According to this authority, the great chemosis which usually accompanies the use of silver nitrate is avoided and, in his opinion, if colloidal silver were adopted in every case of purulent ophthalmia of infants, “there would be no such thing as impaired sight or blindness from this cause.”

Sir Malcolm Morris

has found that colloidal silver is free from the drawbacks of other preparations of silver, viz. the pain caused and the discoloration of the skin; indeed, instead of producing irritation it has a distinctly soothing effect. It rapidly subdues inflammation and promotes the healing of lesions. He has had remarkable results in enlarged prostate with irritation of the bladder, in pruritis ani and perineal eczema, and in haemorrhoids.

J. Mark Hovell

has found colloidal silver beneficial for permanently restoring the potency of the Eustachian tubes and for reducing nasopharyngeal catarrh.
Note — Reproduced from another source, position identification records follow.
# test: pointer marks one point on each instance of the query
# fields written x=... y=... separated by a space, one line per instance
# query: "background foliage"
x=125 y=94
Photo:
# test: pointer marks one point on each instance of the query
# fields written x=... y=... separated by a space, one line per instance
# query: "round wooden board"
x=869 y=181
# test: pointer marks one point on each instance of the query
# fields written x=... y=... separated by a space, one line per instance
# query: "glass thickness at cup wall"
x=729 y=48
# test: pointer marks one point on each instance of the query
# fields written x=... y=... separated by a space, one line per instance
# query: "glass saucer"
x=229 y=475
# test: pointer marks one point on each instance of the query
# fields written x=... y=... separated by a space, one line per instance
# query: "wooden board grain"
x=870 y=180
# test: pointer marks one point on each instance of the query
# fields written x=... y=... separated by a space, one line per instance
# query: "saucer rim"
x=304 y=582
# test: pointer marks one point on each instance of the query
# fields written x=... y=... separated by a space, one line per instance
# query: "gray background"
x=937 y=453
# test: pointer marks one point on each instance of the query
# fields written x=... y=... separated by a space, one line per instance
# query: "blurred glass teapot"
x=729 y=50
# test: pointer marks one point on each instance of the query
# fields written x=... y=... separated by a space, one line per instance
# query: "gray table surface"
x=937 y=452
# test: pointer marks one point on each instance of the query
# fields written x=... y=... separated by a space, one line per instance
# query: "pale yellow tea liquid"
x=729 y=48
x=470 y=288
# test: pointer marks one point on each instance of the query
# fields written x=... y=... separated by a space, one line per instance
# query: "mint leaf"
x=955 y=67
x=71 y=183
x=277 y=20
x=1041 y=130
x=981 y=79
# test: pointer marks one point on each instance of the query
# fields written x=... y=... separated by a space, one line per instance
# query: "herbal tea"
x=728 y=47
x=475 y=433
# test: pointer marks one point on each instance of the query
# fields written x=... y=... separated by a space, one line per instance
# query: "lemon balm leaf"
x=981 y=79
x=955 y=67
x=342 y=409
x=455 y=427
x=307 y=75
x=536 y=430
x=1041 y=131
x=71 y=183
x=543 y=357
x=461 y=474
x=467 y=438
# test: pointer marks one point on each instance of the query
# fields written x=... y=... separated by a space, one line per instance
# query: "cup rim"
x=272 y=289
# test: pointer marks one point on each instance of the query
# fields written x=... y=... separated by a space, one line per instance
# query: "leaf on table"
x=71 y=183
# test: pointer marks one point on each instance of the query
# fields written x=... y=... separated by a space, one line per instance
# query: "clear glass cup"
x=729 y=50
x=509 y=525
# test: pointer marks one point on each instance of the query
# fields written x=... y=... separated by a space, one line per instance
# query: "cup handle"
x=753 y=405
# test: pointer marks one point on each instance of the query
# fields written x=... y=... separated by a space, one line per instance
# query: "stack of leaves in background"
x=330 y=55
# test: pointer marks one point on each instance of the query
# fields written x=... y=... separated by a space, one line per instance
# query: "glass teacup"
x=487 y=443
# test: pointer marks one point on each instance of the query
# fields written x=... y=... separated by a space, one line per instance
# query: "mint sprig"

Colloidal silver has also been used successfully in septic conditions of the mouth (including tonsilitis and quinsies), ear (including Menier’s symptoms and closure to Valsava’s inflation), and in generalized septicemia, leucorrhoea, cystitis, whopping cough, and shingles.

Collosol argentum [an older commercial form of colloidal silver] has also proved useful in influenza, both as a prophylactic and for curative purposes when applied as a spray to the nostrils, for bathing the eyes, and as a gargle for the throat.

B. Seymour Jones

has used an intranasal spray of colloidal silver in ca case of cerebro-spinal meningitis. He has also used colloidal silver with marked advantage in several cases of rhinitis and oedematous enlargement of the posterior ends of the middle and inferior turbinates with true hyperplasia.